As his health deteriorated from the late 1980s, Schnittke started to abandon much of the extroversion of his earlier polystylism and retreated into a more withdrawn, bleak style, quite accessible to the lay listener. The Fourth Quartet (1989) and Sixth (1992), Seventh (1993) and Eighth (1994) symphonies are good examples of this. Some Schnittke scholars, such as Gerard McBurney, have argued that it is the late works that will ultimately be the most influential parts of Schnittke's output. After a stroke in 1994 left him almost completely paralysed, Schnittke largely ceased to compose. He did complete some short works in 1997 and also a Ninth Symphony; its score was almost unreadable because he had written it with great difficulty with his left hand due to his strokes.

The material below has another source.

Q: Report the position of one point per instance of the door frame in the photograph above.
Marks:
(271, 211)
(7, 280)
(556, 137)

The Ninth Symphony was first performed on 19 June 1998 in Moscow in a version deciphered – but also 'arranged' – by Gennady Rozhdestvensky, who conducted the premiere. After hearing a tape of the performance, Schnittke indicated he wanted it withdrawn. After he died, though, others worked to decipher the score. Nikolai Korndorf died before he could complete the task, which was continued and completed by Alexander Raskatov. In Raskatov's version, the three orchestral movements of Schnittke's symphony may be followed by a choral fourth, which is Raskatov's own Nunc Dimittis (in memoriam Alfred Schnittke). This version was premiered in Dresden, Germany, on June 16, 2007. Andrei Boreyko also has a version of the symphony.